[<prev] [next>] [<thread-prev] [day] [month] [year] [list]
Message-ID:
<IA2PR22MB5609866886BA191F64D5049D90E0A@IA2PR22MB5609.namprd22.prod.outlook.com>
Date: Tue, 7 Oct 2025 17:37:56 +0000
From: Filip Barczyk <filip.barczyk@...o.net>
To: Yazen Ghannam <yazen.ghannam@....com>, "Mario Limonciello (AMD)
(kernel.org)" <superm1@...nel.org>
CC: "x86@...nel.org" <x86@...nel.org>, "linux-kernel@...r.kernel.org"

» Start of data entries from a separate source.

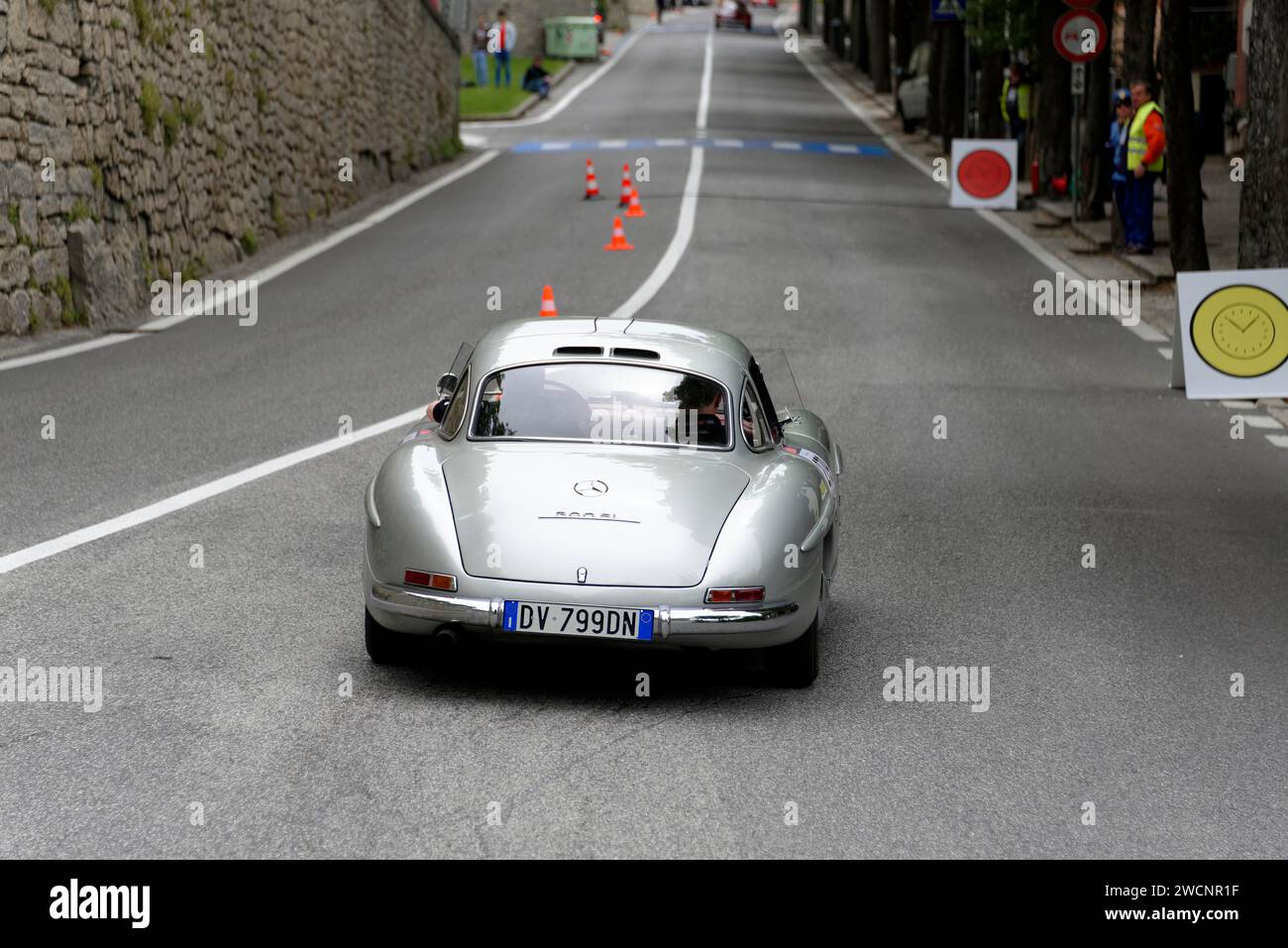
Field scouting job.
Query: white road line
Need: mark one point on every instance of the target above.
(636, 301)
(568, 97)
(275, 269)
(679, 243)
(59, 352)
(1147, 333)
(704, 94)
(688, 211)
(69, 541)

<linux-kernel@...r.kernel.org>
Subject: Re: [PATCH 1/2] x86/amd_node: Fix AMD root device caching
On Tue, Oct 01, 2025 at 03:46 PM +0200, Yazen Ghannam wrote:
> On Tue, Sep 30, 2025 at 01:07:47PM -0500, Mario Limonciello (AMD) (kernel.org) wrote:
> >
> >
> > On 9/30/2025 11:45 AM, Yazen Ghannam wrote:
> > > Recent AMD node rework removed the "search and count" method of caching
> > > AMD root devices. This depended on the value from a Data Fabric register
> > > that was expected to hold the PCI bus of one of the root devices
> > > attached to that fabric.
> > >
> > > However, this expectation is incorrect. The register, when read from PCI
> > > config space, returns the bitwise-OR of the buses of all attached root
> > > devices.
> > >
> > > This behavior is benign on AMD reference design boards, since the bus
> > > numbers are aligned. This results in a bitwise-OR value matching one of
> > > the buses. For example, 0x00 | 0x40 | 0xA0 | 0xE0 = 0xE0.
> > >
> > > This behavior breaks on boards where the bus numbers are not exactly
> > > aligned. For example, 0x00 | 0x07 | 0xE0 | 0x15 = F.
> > >
> > > The bus numbering style in the reference boards is not a requirement.
> > > The numbering found in other boards is not incorrect. Therefore, the
> > > root device caching method needs to be adjusted.
> > >
> > > Go back to the "search and count" method used before the recent rework.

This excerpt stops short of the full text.